Die Medienreaktion auf den Fall der drei ABC-Angestellten zeigt das Interesse an einem Dilemma des digitalen Zeitalters: Die ständige Erreichbarkeit, die Mobilfunkgeräte schaffen, lässt die Grenzen zwischen Privatleben und Arbeitszeit verwischen. Bisher galt der Blackberry als ein Statussymbol für Workaholics - und sein Einfluss auf das Privatleben war vor allem von Interesse für Soziologen. Doch seitdem er sich auch bei den kleineren Angestellten durchsetzt, beginnen sich die Gewerkschaften für ihn zu interessieren. Zumindest in Amerika.

Angst vor zusätzlicher Arbeit

"Das schnelle Checken eines Blackberry ist nicht unser großes Anliegen", sagt Lowell Peterson, Vorsitzender der östlichen Sektion der Writers Guild. "Unsere Sorge ist, dass sich dies in eine bedeutende Arbeitsverpflichtung entwickeln könnte, für die man nicht bezahlt wird." Die technische Entwicklung der Handys gehe weiter, sie böten die Möglichkeit, Texte zu schreiben, Blogs zu posten, Dokumente zu entwerfen und Verträge zu unterzeichnen. "Es war uns wichtig, deutlich zu machen, wo wir stehen", so Peterson. "Dies wird nicht ein unbezahlter 24-Stunden-die-Woche-Arbeitsplatz werden."
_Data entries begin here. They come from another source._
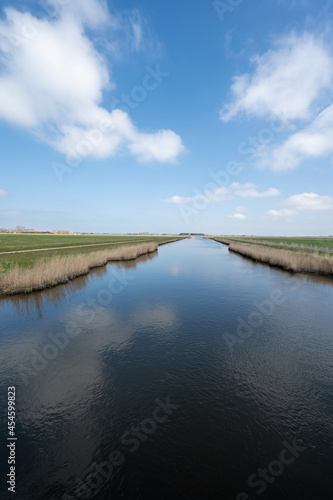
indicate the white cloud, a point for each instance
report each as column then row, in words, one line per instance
column 303, row 202
column 253, row 193
column 314, row 141
column 9, row 212
column 284, row 212
column 310, row 201
column 52, row 82
column 224, row 193
column 237, row 216
column 284, row 83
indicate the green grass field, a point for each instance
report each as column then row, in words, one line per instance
column 13, row 242
column 316, row 242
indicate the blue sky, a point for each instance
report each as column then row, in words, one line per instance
column 131, row 116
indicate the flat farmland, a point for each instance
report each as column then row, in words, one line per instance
column 19, row 242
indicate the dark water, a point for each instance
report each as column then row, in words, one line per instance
column 162, row 379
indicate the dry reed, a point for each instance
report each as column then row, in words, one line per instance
column 290, row 261
column 57, row 270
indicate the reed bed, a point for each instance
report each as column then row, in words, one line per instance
column 284, row 259
column 291, row 246
column 57, row 270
Eine Studie des von einer Stiftung finanzierten Pew Research Center in Washington zeigt, wie weit der Blackberry und andere Geräte in den USA bereits in des Privatleben vorgedrungen sind: In dem im März veröffentlichten Report gaben 36 Prozent der befragten US-Amerikaner an, sie könnten nur schwer auf ein Gerät verzichten, mit dem sie unterwegs E-Mails lesen können. Zum Vergleich: Nur 40 Prozent sagten, sie könnten nicht auf ein Festnetztelefon verzichten. Und nur 43 Prozent wollten nie ohne Fernseher leben. Von den Blackberry-Nutzern sagten 60 Prozent, dass sie das Gerät regelmäßig zu Hause in ihrem Bett benutzen.
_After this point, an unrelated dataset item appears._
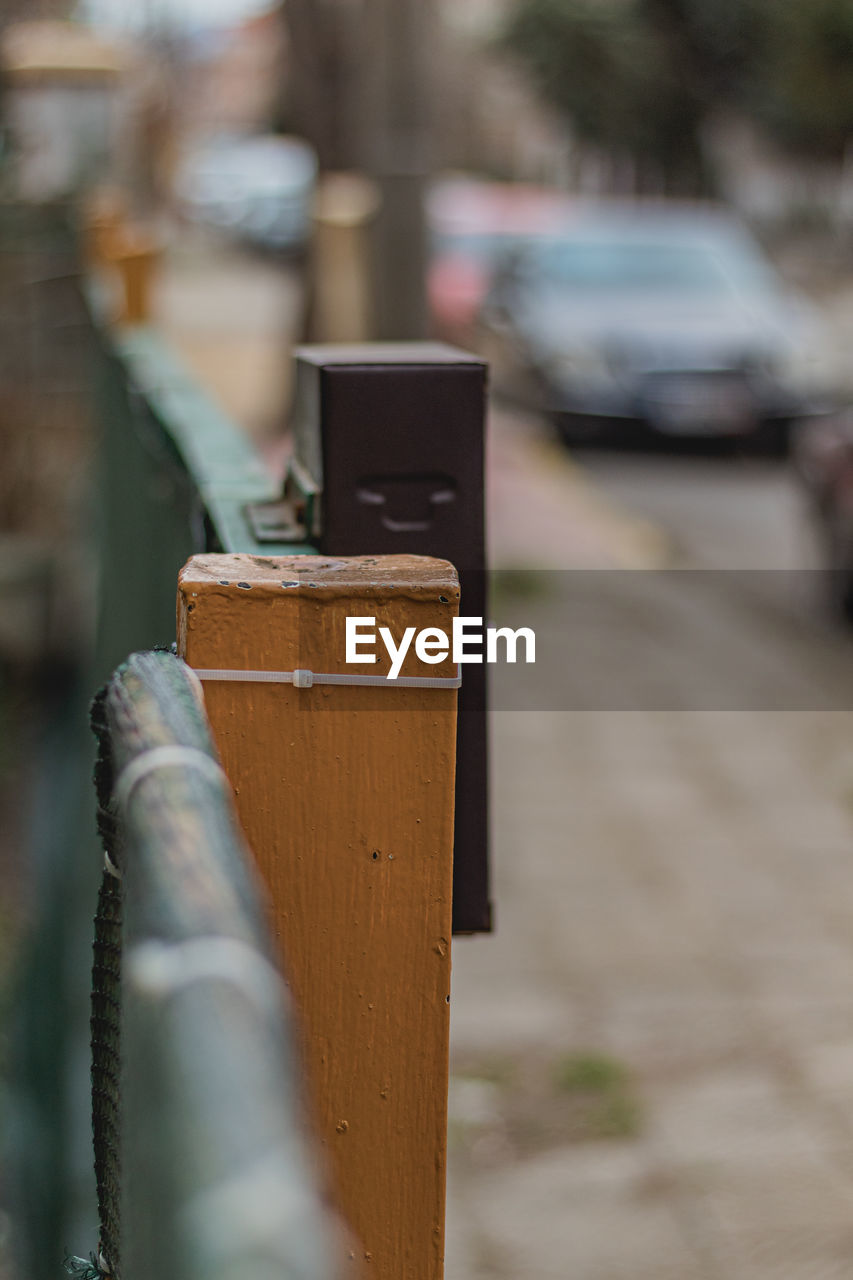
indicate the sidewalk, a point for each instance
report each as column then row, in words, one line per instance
column 653, row 1055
Mehr Gehalt für Blackberry-besitzer

Die Writers Guild ist nicht die erste Arbeitnehmervertretung, die sich diesem Thema angenommen hat. Bereits Ende April forderte die Gewerkschaft für den Öffentlichen Dienst in Kanada, dass Angestellte mit einem Blackberry höhere Löhne erhalten sollten. Das Multimedia-Handy führe zu einer Art dauerhaften Bereitschaftsdienstes, argumentierte Ed Cashman, Vertreter der Public Service Alliance of Canada, einer der größten Arbeitnehmervereinigungen des Staats. Die jetzt gültigen Tarifverträge enthielten veraltete Klauseln über Anwesenheitszeiten.
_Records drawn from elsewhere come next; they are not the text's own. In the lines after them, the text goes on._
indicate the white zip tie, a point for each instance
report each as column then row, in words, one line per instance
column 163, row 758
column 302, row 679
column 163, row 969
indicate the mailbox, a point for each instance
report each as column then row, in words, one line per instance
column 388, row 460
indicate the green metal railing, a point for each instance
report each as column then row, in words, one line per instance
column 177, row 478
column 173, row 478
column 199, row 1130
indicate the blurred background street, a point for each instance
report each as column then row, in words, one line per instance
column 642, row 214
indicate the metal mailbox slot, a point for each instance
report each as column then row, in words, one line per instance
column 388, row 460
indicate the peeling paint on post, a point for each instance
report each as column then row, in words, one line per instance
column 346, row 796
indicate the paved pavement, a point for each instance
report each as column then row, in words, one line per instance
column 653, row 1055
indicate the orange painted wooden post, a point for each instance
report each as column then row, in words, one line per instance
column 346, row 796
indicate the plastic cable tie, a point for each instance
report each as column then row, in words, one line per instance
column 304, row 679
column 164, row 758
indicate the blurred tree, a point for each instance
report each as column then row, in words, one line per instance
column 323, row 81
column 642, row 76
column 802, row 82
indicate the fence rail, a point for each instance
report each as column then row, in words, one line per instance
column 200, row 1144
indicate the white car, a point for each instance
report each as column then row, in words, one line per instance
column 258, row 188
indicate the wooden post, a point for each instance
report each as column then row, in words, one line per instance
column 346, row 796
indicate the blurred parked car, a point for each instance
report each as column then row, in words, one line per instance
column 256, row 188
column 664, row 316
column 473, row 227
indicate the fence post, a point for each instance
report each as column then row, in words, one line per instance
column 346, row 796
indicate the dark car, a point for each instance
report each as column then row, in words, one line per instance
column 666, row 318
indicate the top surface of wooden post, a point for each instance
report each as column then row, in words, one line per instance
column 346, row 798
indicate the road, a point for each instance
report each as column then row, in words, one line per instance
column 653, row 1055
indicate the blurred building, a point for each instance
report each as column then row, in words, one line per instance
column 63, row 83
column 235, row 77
"Diese müssen aber neu geschrieben werden." Die Apparate hätten die Arbeit und Bereitschaftszeiten neu definiert, sagte Cashman. In Deutschland ist der Blackberry bei Gewerkschaftern allerdings noch kein Thema. Ein Verdi-Sprecher antwortete auf Anfrage, ihm sei nicht bekannt, dass sie einmal Gegenstand von Tarifverhandlungen gewesen seien. Die Writers Guild und ABC einigten sich schließlich. Die Blackberry-Zeit wird bezahlt, aber nur wenn sie "über die Routine hinausgeht". Alle Angestellten bekamen ihre geliebten und gehassten Geräte zurück.